Julia is always very protective of me and hates when I'm sick or not 100%.  I came to sit on the back stoop, and as soon as she spotted that ice pack, she started crying.  Our conversation went something like this:
 
J: Mommy!  Put the ice pack away!
M: Honey, I need it because I got an ouchie and the doctor wants me to put it on so I feel better.
J: Well, I don't want you to have the ice pack.  Put it back!  Are you sick??
M:  Well, I got the ouchie so that the doctor can find out if I'm sick or not.  I have to have this ice pack on today and I can't pick you up this weekend.  But I'll be ok.  It's just for a little bit.
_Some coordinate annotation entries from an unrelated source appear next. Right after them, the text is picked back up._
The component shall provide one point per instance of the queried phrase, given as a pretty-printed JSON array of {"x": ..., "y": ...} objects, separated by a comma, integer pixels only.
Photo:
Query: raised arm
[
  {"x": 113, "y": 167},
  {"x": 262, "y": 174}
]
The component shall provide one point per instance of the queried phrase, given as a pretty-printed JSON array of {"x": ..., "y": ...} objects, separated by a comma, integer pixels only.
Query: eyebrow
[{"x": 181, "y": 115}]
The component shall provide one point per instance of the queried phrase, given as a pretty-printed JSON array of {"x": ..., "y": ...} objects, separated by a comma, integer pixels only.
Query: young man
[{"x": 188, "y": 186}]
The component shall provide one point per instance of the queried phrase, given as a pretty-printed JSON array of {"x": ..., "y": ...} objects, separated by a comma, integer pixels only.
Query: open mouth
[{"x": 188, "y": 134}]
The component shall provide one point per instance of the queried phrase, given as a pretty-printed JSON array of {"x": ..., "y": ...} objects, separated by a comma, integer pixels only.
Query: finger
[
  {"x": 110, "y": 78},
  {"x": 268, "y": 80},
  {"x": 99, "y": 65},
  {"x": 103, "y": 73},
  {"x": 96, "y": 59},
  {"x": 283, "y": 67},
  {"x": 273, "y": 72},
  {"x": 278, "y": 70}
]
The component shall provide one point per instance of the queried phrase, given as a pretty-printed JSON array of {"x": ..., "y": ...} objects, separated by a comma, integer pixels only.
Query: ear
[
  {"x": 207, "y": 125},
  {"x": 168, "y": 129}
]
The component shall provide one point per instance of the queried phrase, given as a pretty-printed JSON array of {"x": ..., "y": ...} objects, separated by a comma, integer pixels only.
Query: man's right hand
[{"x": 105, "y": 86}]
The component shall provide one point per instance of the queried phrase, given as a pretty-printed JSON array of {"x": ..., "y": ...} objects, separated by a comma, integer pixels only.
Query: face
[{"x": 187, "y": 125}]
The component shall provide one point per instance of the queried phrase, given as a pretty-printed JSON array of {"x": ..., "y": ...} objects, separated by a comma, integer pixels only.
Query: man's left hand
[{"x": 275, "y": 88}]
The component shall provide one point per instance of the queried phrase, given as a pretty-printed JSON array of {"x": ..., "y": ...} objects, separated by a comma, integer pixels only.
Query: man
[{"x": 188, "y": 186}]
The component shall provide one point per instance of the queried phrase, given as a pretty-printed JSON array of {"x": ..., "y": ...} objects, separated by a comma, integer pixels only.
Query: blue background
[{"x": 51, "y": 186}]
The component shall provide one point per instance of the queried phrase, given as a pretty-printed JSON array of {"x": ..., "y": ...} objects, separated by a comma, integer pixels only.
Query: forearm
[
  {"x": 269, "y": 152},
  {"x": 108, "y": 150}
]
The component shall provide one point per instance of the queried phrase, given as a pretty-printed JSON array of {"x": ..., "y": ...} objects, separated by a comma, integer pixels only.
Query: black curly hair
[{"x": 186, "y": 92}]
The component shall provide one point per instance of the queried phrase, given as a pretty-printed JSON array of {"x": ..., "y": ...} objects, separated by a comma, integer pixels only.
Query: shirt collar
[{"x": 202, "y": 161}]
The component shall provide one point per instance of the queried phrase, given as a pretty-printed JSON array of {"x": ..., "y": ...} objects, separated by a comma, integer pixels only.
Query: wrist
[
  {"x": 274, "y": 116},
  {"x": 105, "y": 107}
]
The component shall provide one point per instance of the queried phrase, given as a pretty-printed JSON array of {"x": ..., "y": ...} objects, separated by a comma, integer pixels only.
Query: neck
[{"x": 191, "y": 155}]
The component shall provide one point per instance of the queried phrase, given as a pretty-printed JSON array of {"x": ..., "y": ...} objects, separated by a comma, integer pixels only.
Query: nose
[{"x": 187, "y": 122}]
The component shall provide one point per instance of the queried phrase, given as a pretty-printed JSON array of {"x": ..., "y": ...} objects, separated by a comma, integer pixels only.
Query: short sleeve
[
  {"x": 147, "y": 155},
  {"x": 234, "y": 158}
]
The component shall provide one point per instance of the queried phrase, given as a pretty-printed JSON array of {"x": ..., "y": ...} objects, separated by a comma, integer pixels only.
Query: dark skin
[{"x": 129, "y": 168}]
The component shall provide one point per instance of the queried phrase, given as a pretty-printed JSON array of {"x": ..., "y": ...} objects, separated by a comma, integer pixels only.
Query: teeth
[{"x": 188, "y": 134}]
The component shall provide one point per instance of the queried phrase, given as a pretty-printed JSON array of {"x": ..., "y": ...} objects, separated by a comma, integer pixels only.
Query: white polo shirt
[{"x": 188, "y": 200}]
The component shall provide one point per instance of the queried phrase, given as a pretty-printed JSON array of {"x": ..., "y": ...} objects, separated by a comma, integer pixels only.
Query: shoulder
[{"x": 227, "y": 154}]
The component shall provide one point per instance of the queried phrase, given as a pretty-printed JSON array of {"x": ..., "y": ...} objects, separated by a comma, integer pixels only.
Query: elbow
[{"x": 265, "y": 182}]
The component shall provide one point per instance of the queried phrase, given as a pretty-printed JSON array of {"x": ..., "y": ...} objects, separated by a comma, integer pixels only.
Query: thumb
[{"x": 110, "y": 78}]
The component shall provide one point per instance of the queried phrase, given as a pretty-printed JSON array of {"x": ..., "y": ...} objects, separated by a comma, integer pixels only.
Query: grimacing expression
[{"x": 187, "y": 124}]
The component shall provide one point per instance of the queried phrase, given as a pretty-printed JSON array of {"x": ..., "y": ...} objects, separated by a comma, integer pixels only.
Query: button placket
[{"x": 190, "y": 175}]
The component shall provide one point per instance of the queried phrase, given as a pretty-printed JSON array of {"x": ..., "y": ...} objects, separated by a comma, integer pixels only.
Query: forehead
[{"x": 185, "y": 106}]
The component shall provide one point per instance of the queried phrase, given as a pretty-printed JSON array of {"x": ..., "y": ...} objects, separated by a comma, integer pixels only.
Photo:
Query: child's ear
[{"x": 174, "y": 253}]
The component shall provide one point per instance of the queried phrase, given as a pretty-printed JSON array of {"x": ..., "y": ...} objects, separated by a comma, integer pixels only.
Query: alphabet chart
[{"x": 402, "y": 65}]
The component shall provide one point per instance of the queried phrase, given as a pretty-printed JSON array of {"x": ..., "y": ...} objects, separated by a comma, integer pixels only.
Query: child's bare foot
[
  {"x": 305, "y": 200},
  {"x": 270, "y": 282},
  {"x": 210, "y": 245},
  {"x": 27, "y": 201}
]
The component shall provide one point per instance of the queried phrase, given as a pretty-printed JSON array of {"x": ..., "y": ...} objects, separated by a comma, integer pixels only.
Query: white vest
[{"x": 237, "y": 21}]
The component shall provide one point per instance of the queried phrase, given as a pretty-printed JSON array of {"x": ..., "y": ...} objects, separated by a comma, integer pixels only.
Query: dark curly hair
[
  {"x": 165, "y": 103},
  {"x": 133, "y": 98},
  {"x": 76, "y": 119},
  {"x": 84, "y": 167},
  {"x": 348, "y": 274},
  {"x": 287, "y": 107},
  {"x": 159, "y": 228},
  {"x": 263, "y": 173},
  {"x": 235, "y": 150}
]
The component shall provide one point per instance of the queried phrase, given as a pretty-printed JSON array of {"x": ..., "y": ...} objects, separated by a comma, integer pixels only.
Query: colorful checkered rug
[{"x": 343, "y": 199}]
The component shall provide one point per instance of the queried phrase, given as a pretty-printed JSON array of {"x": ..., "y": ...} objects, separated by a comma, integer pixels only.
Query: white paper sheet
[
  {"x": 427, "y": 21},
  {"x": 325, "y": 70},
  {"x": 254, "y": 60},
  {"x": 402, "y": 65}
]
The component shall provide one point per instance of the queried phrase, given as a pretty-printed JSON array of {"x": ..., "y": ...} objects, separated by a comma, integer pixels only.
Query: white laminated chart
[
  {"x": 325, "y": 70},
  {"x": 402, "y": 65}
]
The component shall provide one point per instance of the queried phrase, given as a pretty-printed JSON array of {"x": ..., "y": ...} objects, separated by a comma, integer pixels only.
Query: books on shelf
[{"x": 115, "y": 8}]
J: Let me see your ouchie.
Julia worrying.
 
Each time I had the ice pack out, we had some version of that conversation.  And while she wanted me to pick her up at times, she would settle for sitting on my lap.  It made me think, based upon my doctor's predictions, I'm not too worried about the outcome.  But on the off chance that it does turn out to be cancer again, I'm so scared about what it would do to Julia.  The first time around, she was 1.5.  Looking back, she was a baby.  Now she's almost 3.5, the girl is stinking smart, and she definitely knows what's going on.  If this is how she reacts to a little ice pack, I'm nervous as to what her reaction would be if we have to move forward with anything more. 
 
For today, it's over.  I'm definitely sore, but it could be worse.  I'm grateful to my doctors and nurses for getting me taken care of, for good conversation in the waiting room, for supportive family and friends, and for sun and warmth today.  I plan on enjoying the weekend and what it brings, and work is definitely keeping me busy, so Monday and Tuesday won't leave me much time to worry.  I'm grateful to all those who have been praying, sending good vibes, and speaking kind words.  I appreciate it more than you know.